The season's fresh fruits and vegetables beckon from your grocery shelves, and some new rinses promise to make your produce cleaner and safer. But none may be better than a free liquid you already have.

"I'm not familiar with every new product. But the ones I've seen are mostly surfactants, or wetting agents," said Elizabeth Andress, a food safety specialist with the University of Georgia Extension Service.

"These rinses help lift and carry dirt away," she said. "But I haven't seen enough evidence to support investing in them. They won't hurt anyone if used as directed and no one is allergic to the ingredients. But I can't say that they clean produce significantly better than rubbing or scrubbing in clean, drinkable water."

Andress said the information she has studied on the new products all leads to the same point.

"The most important factor for cleaning produce is agitation in clean, clear water," she said. "In the home, rubbing the skins or peels in clean water is just as successful as using special rinsing solutions. High-quality, fresh produce handled correctly is a lower-risk food for foodborne illness."

Using a scrub brush can help, she said, when the peelings will hold up, as with potatoes or citrus fruit.

Anytime you rinse produce, pay special attention to areas where dirt is likely to collect or cling. "Rub or scrub carefully," she said, "around such places as blossom ends, stem ends, crevices, cracks and eyes of potatoes."

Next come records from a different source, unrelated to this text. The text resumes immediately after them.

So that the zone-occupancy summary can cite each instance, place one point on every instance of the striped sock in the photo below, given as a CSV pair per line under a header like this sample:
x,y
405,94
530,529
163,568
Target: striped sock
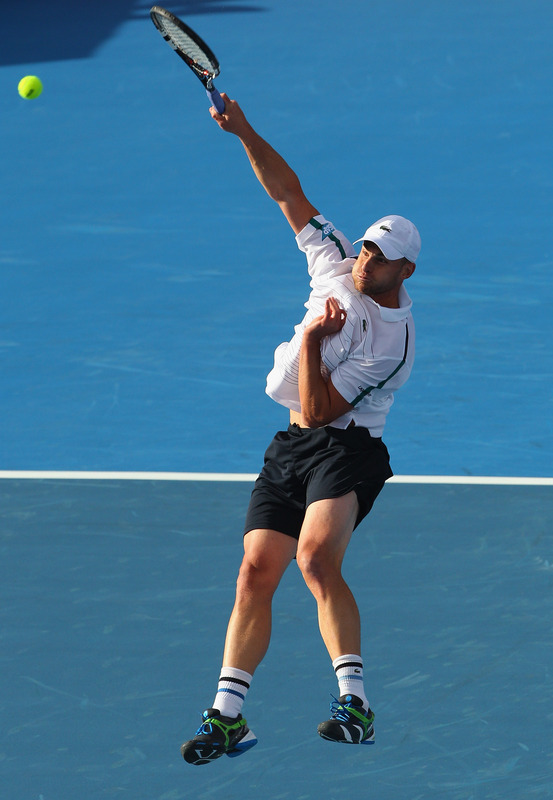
x,y
349,671
231,691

Some produce rinses may contain ingredients such as acetic acid or hydrogen peroxide. These are designed to kill microorganisms that cause foodborne illness, Andress said.

But even these may be no better than water, she said. Normally, they just aren't needed.

"Pathogenic bacteria are most often outnumbered on fresh fruits and vegetables by other microorganisms," she said. "The latter, if allowed to reach very high numbers, cause quality loss such as mushiness, off flavors, color changes, slime or mold."

In the normal food-supply process, she said, the things that make you refuse to eat produce grow much faster than those that would make you sick.

There can be exceptions, she said, when an unexpected pathogen isn't controlled by normal washing and cold storage or can cause illness with a fairly low dose. "This is rare but does happen," she said, "such as some Salmonella contamination we've had on produce in the past."

Normally, Andress said, fresh fruit and vegetables are safe in your grocery store and farmers' market. "Produce today is washed pretty well before it reaches the shelves," she said.

Produce from a neighbor, she said, may not have been washed and stored as safely. So clean it more carefully yourself.

Whether you use plain water or invest in a commercial rinse, Andress said, don't forget the keys.

"Don't sell yourself the assumption that because you use this rinse, the food is sanitized or safer," she said. "Choosing fresh, high-quality produce and thorough agitation or rubbing in clean water are your best safeguards. With produce, they're your keys to coming clean."

(Dan Rahn is a news editor with the University of Georgia College of Agricultural and Environmental Sciences.)